Europe owes much to cities like Aleppo. We owe the city for being a storehouse of classical knowledge when much of it disappeared from Europe. We owe it the Old Testament of the King James Bible, thought to be substantially drawn from the Aleppo Codex, a Jewish text that spent eight centuries in the city. On a more mundane level, we all owe something to Aleppo for a product we use every day: soap.
Aleppo soap first became famous in Europe when 12th century crusaders took it back to Europe, where soap manufacturing had fallen into decline along with the Roman Empire. Made of olive oil, lye and laurel oil, its large dull green bars promise hygiene, soft skin, even cures for eczema, psoriasis and other ailments. Its manufacture has changed little over the centuries. Olive oil is boiled for three days with lye until it forms a thick green liquid soap. Laurel oil extracted from the fruit is mixed in and the liquid is poured onto wax paper to set.

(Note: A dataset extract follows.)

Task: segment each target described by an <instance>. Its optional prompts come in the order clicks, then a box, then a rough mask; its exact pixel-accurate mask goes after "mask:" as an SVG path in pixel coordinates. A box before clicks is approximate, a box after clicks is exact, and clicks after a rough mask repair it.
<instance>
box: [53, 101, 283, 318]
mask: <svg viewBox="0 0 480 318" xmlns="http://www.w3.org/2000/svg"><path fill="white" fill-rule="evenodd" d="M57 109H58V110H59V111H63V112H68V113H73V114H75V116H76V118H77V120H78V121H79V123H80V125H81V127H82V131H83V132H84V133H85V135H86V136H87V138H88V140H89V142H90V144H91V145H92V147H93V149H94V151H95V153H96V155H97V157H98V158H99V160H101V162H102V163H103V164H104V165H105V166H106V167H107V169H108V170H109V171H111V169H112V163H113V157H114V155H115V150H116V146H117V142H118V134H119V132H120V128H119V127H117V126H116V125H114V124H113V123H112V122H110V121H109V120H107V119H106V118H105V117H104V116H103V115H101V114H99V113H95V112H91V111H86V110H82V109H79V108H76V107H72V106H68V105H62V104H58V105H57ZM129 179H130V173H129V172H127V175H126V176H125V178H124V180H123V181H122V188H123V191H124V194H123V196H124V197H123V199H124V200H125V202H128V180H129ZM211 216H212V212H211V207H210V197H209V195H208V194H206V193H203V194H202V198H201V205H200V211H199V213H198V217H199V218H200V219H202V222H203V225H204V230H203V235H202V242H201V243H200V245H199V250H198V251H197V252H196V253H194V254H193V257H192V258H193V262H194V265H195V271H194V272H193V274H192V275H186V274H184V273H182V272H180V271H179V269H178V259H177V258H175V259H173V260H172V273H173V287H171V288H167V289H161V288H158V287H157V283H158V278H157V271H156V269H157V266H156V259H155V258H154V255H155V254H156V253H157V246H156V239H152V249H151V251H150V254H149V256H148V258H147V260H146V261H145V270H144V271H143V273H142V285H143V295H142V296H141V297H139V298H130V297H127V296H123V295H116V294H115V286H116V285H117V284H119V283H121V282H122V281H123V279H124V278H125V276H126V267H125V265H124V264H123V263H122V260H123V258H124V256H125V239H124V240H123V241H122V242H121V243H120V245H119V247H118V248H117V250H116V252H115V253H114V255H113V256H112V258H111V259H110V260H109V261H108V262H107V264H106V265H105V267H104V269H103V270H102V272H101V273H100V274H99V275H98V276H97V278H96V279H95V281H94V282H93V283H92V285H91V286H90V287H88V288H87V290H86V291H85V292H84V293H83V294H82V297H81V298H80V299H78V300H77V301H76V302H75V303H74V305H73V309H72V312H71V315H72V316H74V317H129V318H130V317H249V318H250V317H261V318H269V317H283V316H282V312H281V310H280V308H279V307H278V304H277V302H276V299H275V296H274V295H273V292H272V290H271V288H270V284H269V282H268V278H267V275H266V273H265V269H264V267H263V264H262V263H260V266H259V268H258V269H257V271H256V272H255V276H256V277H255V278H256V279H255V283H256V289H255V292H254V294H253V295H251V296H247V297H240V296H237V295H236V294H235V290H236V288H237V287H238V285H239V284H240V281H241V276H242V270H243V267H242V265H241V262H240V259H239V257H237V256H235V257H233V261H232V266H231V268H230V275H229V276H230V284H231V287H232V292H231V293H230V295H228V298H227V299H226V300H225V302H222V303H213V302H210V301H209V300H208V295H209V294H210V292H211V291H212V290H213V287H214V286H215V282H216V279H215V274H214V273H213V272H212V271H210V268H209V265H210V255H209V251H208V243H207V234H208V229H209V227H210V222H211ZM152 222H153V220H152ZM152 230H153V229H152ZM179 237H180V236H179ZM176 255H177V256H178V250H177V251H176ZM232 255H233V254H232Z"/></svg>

While it cools and hardens, soap makers press a logo into the soap, affirming its origins in the city. Before the war the five main families who dominate the trade exported 600 tonnes a year, mostly to Europe and Japan. There used to be about 45 other smaller factories across the city and province. Now the conflict has cut the city off from its markets. Syria had done a poor job of supporting the growing of laurel trees, also known as bay trees, and some 80 percent of the oil used by soapmakers in recent years was imported from Turkey. Even before the conflict, fakers of Aleppo soap had started to threaten the manufacturers, undercutting their prices with artificial products.
Aleppo soap is one of the oldest manufactured products still being made in the same way after thousands of years. And there is no doubt that it delivers on some of its promises. Recent scientific studies have shown laurel oil to have powerful antibiotic and antifungal effects as well as moisturising the skin with vitamins A and D.